Monticello's main house has 39 rooms, divided among the cellar and three floors, and features around 11,000 square feet of living space. There are few furnishings in Monticello, as Jefferson preferred open spaces, yet his more unique inventions, including a dumbwaiter in the dining room and a seven-day clock, are featured in plain sight. He favored built-in cabinets and furniture, and most of the home's beds are located in specially-designed alcoves. Jefferson's suite of rooms, in the house's south wing, consists of his private library. The modified octagonal room once held over 6,000 books, but the works have since been sold to the Library of Congress.

Because Jefferson was an outdoor enthusiast, the house has 13 skylights to help bring the outdoor light indoors. Jefferson's suite of rooms also features a greenhouse, a light and airy room where Jefferson kept tropical plants over the winter and started seedlings for the garden. Even the entrance hall floor is painted green, reportedly so that Jefferson would feel he was still outdoors when he entered the house.

The Outbuildings

Connected to the main building via open-air passageways lined by columns are the large kitchen (kept away from the house so as not to heat the house during the summer months), the food storerooms, craftsmen's workshops, and the slaves' and servants' quarters. Also in this section is the small room where Jefferson lived for years while building the main house and to which he brought his bride, Martha, after their wedding in 1772.

The Garden

Thomas Jefferson was an avid gardener. He grew over 170 different kids of fruit trees in the orchard as well as extensive flower gardens and borders, featuring over 100 species of annuals, bi-annuals, and perennials. Jefferson kept copious notes and sketches about his gardens, and following these, the gardens have been restored to their former glory. The food at Monticello was well regarded, with the household growing much of its own produce in the 1000-foot long vegetable and culinary garden. Today, visitors can stroll among the well-manicured grounds and glimpse life as it must have been during Jefferson's time.

Monticello Grounds

Tips for Visiting Monticello

In 1923, after Monticello had been sold privately a few times, the estate was sold to the Thomas Jefferson Foundation, which owns and operates Monticello today. It is the only historic house in the U.S. on the United Nations' World Heritage List. Visitors are welcomed on tours throughout the grounds. There are also films shown and exhibitions displayed that showcase Jefferson's influence on history.

Tour Information

Daily tours include:

  • Main House and Grounds
  • Garden and Grounds
  • Plantation Community (showing the lives of the slaves from the era)
  • Behind the Scenes

A visitor's center at the entrance to the property contains over 400 items once owned by Jefferson, as well as interactive exhibits about the estate. Also offered are kid-friendly tours, making this an excellent stop on a family vacation. Monticello is open every day except Christmas Day, and some of the tours require reservations.

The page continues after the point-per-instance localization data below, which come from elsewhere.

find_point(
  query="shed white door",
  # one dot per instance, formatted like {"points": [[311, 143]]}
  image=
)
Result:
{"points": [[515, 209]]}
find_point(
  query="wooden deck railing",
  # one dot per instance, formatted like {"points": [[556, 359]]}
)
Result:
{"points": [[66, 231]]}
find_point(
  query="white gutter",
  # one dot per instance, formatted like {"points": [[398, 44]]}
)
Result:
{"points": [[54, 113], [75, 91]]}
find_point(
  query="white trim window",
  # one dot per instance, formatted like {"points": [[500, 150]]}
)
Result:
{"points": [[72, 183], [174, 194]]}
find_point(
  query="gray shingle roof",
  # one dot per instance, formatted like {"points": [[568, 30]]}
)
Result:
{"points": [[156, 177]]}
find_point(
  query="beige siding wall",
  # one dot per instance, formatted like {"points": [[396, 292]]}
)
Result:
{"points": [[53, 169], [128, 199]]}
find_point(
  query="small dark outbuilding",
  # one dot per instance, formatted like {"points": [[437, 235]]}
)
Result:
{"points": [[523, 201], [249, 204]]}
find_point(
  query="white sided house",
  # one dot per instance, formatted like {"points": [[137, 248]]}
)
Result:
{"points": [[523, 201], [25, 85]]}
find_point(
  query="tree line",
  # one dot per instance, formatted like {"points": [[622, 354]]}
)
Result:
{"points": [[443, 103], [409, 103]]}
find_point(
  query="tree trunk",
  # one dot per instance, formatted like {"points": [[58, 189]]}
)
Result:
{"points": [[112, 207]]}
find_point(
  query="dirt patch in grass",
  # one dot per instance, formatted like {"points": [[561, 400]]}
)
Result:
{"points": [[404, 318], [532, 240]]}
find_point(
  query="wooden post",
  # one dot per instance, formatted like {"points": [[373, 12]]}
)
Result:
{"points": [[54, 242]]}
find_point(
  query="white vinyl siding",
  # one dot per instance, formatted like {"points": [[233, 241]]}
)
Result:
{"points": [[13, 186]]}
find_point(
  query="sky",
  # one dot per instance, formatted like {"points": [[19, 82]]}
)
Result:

Plan to arrive at least 30 minutes before your tour reservation time to allow for the collection of tickets and boarding the shuttle bus. If possible, take in the 15-minute long introductory film before the shuttle bus ride up the mountain. Keep in mind that much of the Monticello experience is outdoors, so appropriate clothing should be worn.

When to VIsit

The best times to visit are June through September when the gardens are in bloom. Visiting during the annual July 4th Independence Day Celebration makes a visit extra special, but it is also an extra busy time for Monticello.

Finally, the Monticello website features directions from all areas of the country, including Washington, D.C. It also features the physical address that can be used to search for directions via GPS. Directions from both MapQuest and Google Maps are included as well.